Figure 7. The instrument being developed by Vivacta.

The piezo-optical detection system is being commercialized as a POC system by Vivacta Ltd. (Kent, UK), a venture-capital-funded start-up company. The initial focus is to develop a professional device for use in doctors’ offices. Prototype test-bed instruments and cartridges have been developed for lab evaluation. In collaboration with a number of partners, including Integrated Technologies Ltd. (Kent, UK), a commercial reader system that can work with disposables is also being developed (see Figure 7).

For these systems, TSH has been chosen as the initial test analyte for a number of reasons. First, TSH is an excellent stand-alone analyte for screening and monitoring thyroid function. Second, TSH has a demanding detection limit and wide dynamic range, which would demonstrate the technology’s potential and prove its capabilities for use with alternative analytes, such as cardiac markers.

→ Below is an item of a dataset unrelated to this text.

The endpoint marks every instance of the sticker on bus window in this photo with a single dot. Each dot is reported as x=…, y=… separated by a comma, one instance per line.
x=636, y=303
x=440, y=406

In addition, a disposable piezo-optical device is being developed in parallel with the instrumentation. This disposable device will house the piezofilm and its electrical contacts. It will also contain dried-down reagents and some elementary fluidics to resuspend the reagents with the sample and present the mix to the piezofilm surface. Two alternative routes are being explored for the disposable device construction. The first route uses an injection-molded core, to which the piezofilm is attached with a pressure-sensitive adhesive. The second uses simple lamination processes, similar to glucose strip fabrication.

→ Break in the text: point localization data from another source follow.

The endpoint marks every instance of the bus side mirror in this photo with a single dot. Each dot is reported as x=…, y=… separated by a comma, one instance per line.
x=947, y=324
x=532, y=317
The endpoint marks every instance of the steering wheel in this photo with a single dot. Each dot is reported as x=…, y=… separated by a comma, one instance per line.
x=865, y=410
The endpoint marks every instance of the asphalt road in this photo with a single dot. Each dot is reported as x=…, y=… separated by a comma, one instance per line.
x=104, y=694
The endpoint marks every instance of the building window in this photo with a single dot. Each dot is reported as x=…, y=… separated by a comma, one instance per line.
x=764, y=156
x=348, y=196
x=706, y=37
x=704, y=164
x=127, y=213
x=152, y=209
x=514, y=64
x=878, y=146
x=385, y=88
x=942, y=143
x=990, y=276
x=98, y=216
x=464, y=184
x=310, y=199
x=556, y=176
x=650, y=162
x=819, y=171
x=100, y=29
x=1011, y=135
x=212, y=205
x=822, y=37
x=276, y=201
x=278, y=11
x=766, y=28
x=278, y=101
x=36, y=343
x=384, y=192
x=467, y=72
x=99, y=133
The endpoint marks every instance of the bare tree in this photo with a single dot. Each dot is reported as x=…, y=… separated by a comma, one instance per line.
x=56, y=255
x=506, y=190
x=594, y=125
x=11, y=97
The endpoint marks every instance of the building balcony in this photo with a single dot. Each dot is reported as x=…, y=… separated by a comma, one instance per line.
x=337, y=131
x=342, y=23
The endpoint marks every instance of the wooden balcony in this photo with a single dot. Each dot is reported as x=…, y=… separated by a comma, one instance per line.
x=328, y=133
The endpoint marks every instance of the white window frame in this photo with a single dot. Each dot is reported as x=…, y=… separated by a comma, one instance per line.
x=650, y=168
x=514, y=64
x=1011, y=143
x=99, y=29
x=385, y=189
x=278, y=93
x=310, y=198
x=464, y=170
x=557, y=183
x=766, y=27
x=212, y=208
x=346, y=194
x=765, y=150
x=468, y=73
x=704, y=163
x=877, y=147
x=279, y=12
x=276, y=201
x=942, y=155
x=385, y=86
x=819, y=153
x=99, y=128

Steve Ross, PhD, is director of R&D at Vivacta Ltd. (Kent, UK). He can be reached at sar@vivacta.com.

Other Applications

Although TSH has been chosen as the analyte to take the piezo-optical technology to market, other potential application areas exist. Such areas include competitive assays, nucleic acid assays, and multiplexing applications. Multiplexing is a particularly attractive application, because only one electrical connection needs to be made to the film to measure several analytes. By addressing different capture areas with light sequentially and interrogating the signal over time, multiple analytes can be measured simultaneously. Multiplexing is ideal for cardiac markers, in which a diagnosis is rarely made based on the results of one test.

Conclusion

The piezo-optical technique described has great potential for POC diagnostics. With the simplicity and low cost of the instrumentation and the sensor, along with its ability to detect in real time with no wash steps, the piezo-optical technology offers several benefits compared with other competitive technologies.